Decades of Bass: Our Conversation with Liquid Stranger and Champagne Drip

 

Liquid Stranger - Photo by @ohdagyophoto

BY ANASTASIIA & STEPHEN RIDDLE

What happens when you sit down with two EDM legends who’ve been friends for over a decade? You get thought-provoking messages, entertaining piggyback answers, and an all around positive interview.

We got to talk to Liquid Stranger and Champagne Drip ahead of their “WAKAAN Presents REVOLUTION Tour” stop in Atlanta on May 2 at the Coca-Cola Roxy. 

Liquid Stranger is known for his fluid, transcending sound that takes his listeners on a mind-melting journey. The pioneer of the genre, he sticks to his humble roots, preaching grinding over talent. His extensive experience as a music producer has helped him found Wakaan, his diverse record label, and sign talented artists like Champagne Drip.

Champagne Drip is not the first music endeavor by Sam Pool. Previously, known as the SPL project, Sam produced drum and bass. His first brush with EDM was in the 90s, after which he “became obsessed.” His need for evolution and exploration eventually led to him experimenting with heavier bass and dubstep music that created Champagne Drip. 

Liquid Stranger - Photo by @shutter.klick

Photo by Champagne Drip

Atlanta EDM: We want to know how you guys got into producing and what steered you towards electronic music?
Liquid Stranger: Yeah, it's a good question. Both of us have been in the electronic music sphere pretty much since its inception. So personally I got into the raves in 89. I was 13. But even before then, I was listening to the precursor that led into EDM, bands like Kraftwerk, and Devo. And you wouldn't really call it electronic dance music, but it's like music that was exclusively made with electronic hardware. That's when I realized, oh dang, I can do this all by myself. I don't even need a band. I can play all the different parts. And that was very empowering for me. That's what kind of started my dream of maybe one day making my own music.

Champagne Drip: It was kind of a similar path for me too. I didn't really start going to raves until 2000, but I got into electronic music in the '90s. I really liked Nine Inch Nails and some of the industrial rock. They were using samplers and synthesizers. But also my sister had some friends who were super deep into music and they kept bringing CDs by the house. And I remember hearing Aphex Twin and all sorts of weird things that I didn't even necessarily like right off the bat because I didn't fully grasp it. But eventually it just kind of stuck and I became pretty obsessed. I remember just surfing the internet on my parents' computer and I found some cracked software and it was some of the earliest that could kind of emulate what synthesizers and electronic instruments do. And I immediately became obsessed and it was just really accessible at that point. So I dug heavily into just making music on my parents' computer and got pretty addicted to it. I've always loved music. It's always just been one of the most important things to me. As long as I can remember. I was just always around music and I just loved playing around on the piano and everything. And I also loved technology. So I grew up just playing with computers. So the moment that those things intersected for me, it was kind of just life changing. And here I am still doing that.

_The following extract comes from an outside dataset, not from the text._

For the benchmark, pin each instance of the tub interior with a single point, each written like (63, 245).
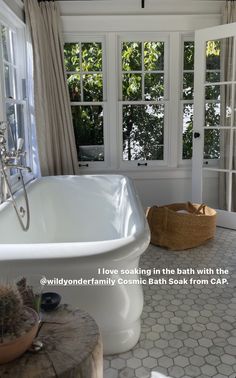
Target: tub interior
(73, 209)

Liquid Stranger: For me music is an emotional language. So for me it also had a very utilitarian function of keeping me sane growing up because I was kind of always a little bit an outsider with special interests, and back then electronic music was not popular and was not considered even real music. So even that was a weird interest that a lot of people in my small fishing village in Sweden where I grew up didn't share. So that was my own little meditation or a little talk with yourself or with spirit to strengthen my resolve and connection to everything. So music is very important to me. And as a metaphysical power...

Champagne Drip: It's cathartic too. I was like an angsty teenager, and music was a way for me to heal. I loved angry music and all kinds of music, but it's just an outlet.

Liquid Stranger: But it's a responsible way of taking pent up things, and let's put it somewhere. You can put it into a song, and a lot of love songs are written from a place of despair. It's like, oh fuck, I lost someone I loved, or I'm fucking hurting. But then when you filter it through the equipment and other people hear it, it has a healing effect where other people can relate to it and find purpose and it's like, oh my God, I got to put on this song to feel better. So that's a beautiful thing. Music is so clean and it permeates race and age and it doesn't care about those things, which feels very liberating to me. It's universal.

Atlanta EDM: I agree a 100%

Liquid Stranger: Not much, but it's honest work.

Champagne Drip - Photo by @makomediaofficial

Atlanta EDM: My life would not be where it is if it wasn't for music. For sure. In what ways have you seen bass music evolve over the years, that you appreciate, and did you ever expect it to become as popular as it has?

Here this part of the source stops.